Don’t give up.

If John Mannion, RN, CARN has one bit of advice for anyone treating patients with an addiction, it is that, as a clinician, you never know when that one patient might turn the corner and reach out for help.


Such was the case with one of his patients, who had “tried everything” to stop drinking but only recently found the inner strength and the necessary combination of medications and therapy to stay sober. When John met Sara (not her real name), her self-esteem levels were at an all-time low due to a variety of factors. Over many years she had put her family through a great deal of pain and challenges. Now in her thirties, Sara knew she had to change.

“She told me her family ‘always loved me, but for a while they didn’t really like me,’” Mannion says. And then Sara went on to say she was going to a concert with one of her sisters, something she would not have done before she was in recovery.

Thankfully, Sara ended up at the Boston Medical Center’s Office-Based Addiction Treatment (BMC-OBAT), which provides a regimented and proactive method of treating individuals with substance use disorders. BMC requires individuals who are part of its program to undergo behavioral therapy in conjunction with medication to treat SUD, and also requires weekly check-ups for six weeks. After that, office visits transition to every two weeks, and then once a month.
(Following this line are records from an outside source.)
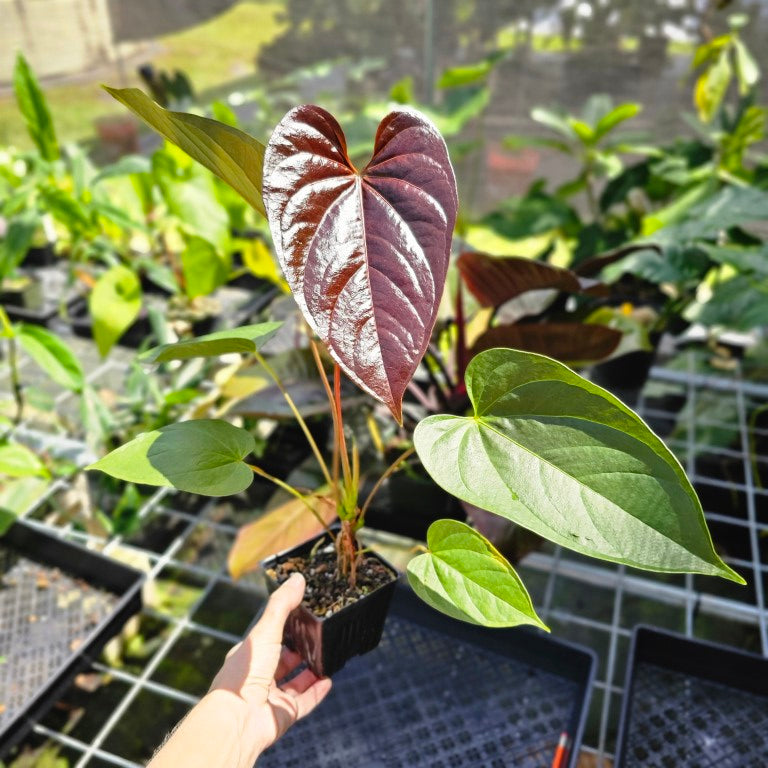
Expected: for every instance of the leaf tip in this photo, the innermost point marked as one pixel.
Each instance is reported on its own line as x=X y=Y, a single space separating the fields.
x=727 y=572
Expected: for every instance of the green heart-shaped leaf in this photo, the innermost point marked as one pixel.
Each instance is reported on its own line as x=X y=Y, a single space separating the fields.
x=247 y=339
x=114 y=304
x=53 y=355
x=567 y=460
x=464 y=576
x=234 y=156
x=204 y=456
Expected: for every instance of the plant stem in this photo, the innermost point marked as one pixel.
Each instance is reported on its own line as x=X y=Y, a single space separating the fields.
x=434 y=353
x=16 y=388
x=299 y=419
x=290 y=489
x=387 y=474
x=6 y=330
x=334 y=418
x=342 y=440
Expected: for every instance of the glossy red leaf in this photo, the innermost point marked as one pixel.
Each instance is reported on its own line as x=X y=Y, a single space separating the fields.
x=365 y=252
x=567 y=342
x=494 y=280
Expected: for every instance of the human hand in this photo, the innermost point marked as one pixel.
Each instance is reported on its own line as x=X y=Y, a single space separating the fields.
x=248 y=707
x=254 y=669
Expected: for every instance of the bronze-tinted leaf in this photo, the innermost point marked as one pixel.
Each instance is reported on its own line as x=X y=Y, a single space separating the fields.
x=567 y=342
x=494 y=280
x=280 y=528
x=365 y=252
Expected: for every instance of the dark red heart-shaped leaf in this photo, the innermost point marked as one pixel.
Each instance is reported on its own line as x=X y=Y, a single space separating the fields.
x=568 y=342
x=494 y=280
x=365 y=252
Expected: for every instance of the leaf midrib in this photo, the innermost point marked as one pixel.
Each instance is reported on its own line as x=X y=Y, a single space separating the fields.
x=577 y=481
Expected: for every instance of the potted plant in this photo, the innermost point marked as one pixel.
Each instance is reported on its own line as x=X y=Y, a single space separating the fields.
x=366 y=254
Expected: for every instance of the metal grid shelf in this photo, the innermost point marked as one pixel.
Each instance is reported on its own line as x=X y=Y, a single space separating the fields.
x=195 y=611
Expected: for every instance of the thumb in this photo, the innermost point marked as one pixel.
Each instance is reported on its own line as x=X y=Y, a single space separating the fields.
x=288 y=596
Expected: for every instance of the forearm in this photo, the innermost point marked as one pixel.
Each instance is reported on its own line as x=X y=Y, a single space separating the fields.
x=210 y=736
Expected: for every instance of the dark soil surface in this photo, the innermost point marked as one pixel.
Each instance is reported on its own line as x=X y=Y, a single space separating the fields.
x=327 y=592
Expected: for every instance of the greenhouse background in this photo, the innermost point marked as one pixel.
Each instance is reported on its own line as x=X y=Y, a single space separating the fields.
x=518 y=88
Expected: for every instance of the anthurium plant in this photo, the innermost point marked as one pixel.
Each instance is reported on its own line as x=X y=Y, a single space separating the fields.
x=365 y=253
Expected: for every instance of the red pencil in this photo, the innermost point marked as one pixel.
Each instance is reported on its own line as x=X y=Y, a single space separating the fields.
x=561 y=753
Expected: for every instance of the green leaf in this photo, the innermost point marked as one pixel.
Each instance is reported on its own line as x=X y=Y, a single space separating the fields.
x=203 y=456
x=114 y=303
x=34 y=108
x=65 y=208
x=618 y=115
x=402 y=91
x=743 y=259
x=260 y=262
x=554 y=120
x=204 y=267
x=470 y=74
x=464 y=576
x=231 y=154
x=245 y=340
x=17 y=496
x=17 y=460
x=584 y=132
x=740 y=303
x=125 y=166
x=53 y=355
x=711 y=87
x=18 y=238
x=747 y=69
x=189 y=191
x=562 y=457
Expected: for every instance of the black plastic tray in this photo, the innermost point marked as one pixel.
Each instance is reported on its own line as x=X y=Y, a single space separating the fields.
x=59 y=604
x=692 y=703
x=440 y=693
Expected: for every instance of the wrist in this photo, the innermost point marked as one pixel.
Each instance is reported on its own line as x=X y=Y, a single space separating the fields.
x=236 y=731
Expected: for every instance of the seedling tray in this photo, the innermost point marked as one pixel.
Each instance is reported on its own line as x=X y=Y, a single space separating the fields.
x=688 y=702
x=136 y=334
x=59 y=604
x=439 y=693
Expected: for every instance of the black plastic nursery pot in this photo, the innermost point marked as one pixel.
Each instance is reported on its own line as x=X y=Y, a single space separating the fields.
x=29 y=303
x=59 y=604
x=40 y=256
x=327 y=643
x=692 y=703
x=440 y=693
A critical factor in addressing addiction is having support at the state level. Massachusetts has been at the forefront of addiction treatment in the United States. In 2007, the Massachusetts Department of Public Health, Bureau of Substance Abuse Services (MDPH, BSAS) created the State Technical Assistance Treatment Expansion (STATE) OBAT Program with the specific intent of integrating BMC’s Nurse Care Manager OBAT model into Community Health Centers.
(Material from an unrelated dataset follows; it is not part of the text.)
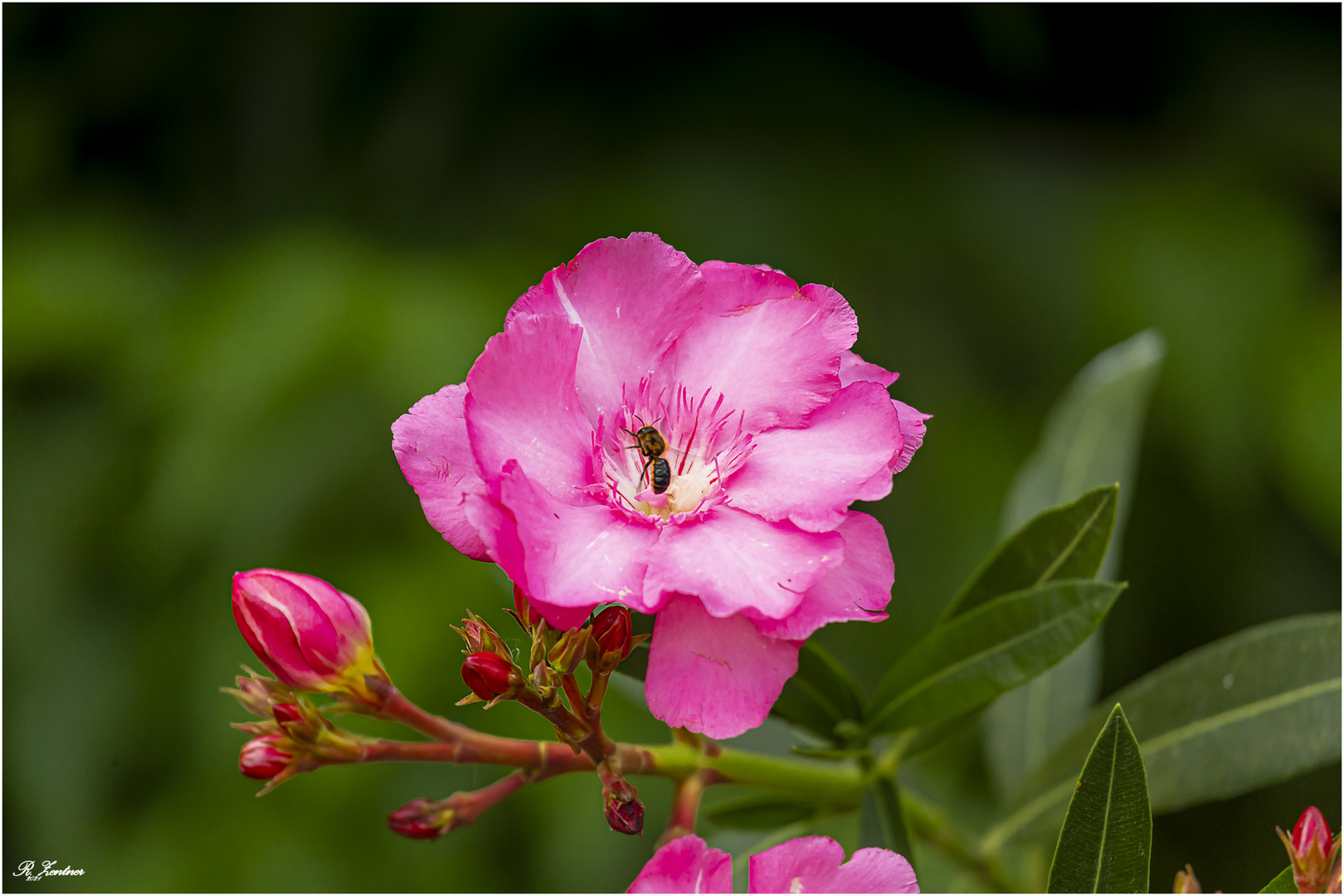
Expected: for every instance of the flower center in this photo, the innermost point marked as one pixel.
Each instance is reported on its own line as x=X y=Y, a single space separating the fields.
x=668 y=455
Mannion, who became interested in treating addiction after a friend recommended he work at a local methadone clinic, has been at the BMC-OBAT since August 2017. He enjoys the work and recently became certified in addictions. While treating SUD can be challenging, he says, the positives far outweigh the negatives.
The key, he said, is understanding that not everyone who walks in the door is ready to make a life change. Patience is, perhaps, one of the greatest traits someone who treats patients with addictions can have. A patient might cancel appointments, time after time, but then, one day, he or she will be ready for treatment. “The person you think will never be ready for treatment will surprise you,” he says.

Sara was such a patient. But eventually, she reached a point where she wanted treatment. Sara is taking a once-monthly injection of naltrexone, an antagonist, as well as campral to help with cravings. In addition, as part of the BMC-OBAT program, she sees a therapist. Sara also attends Alcohol Anonymous meetings regularly as a support and has begun to participate in positive social activities, such as yoga.

Mannion firmly believes that the most important indicator of how well a person is fairing in recovery is not how long she or he has been sober, but rather how that person feels. Months, weeks, years in recovery are meaningless if the patient is still battling the same issues that caused the addiction in the first place. Recovery, he says, is different for everyone.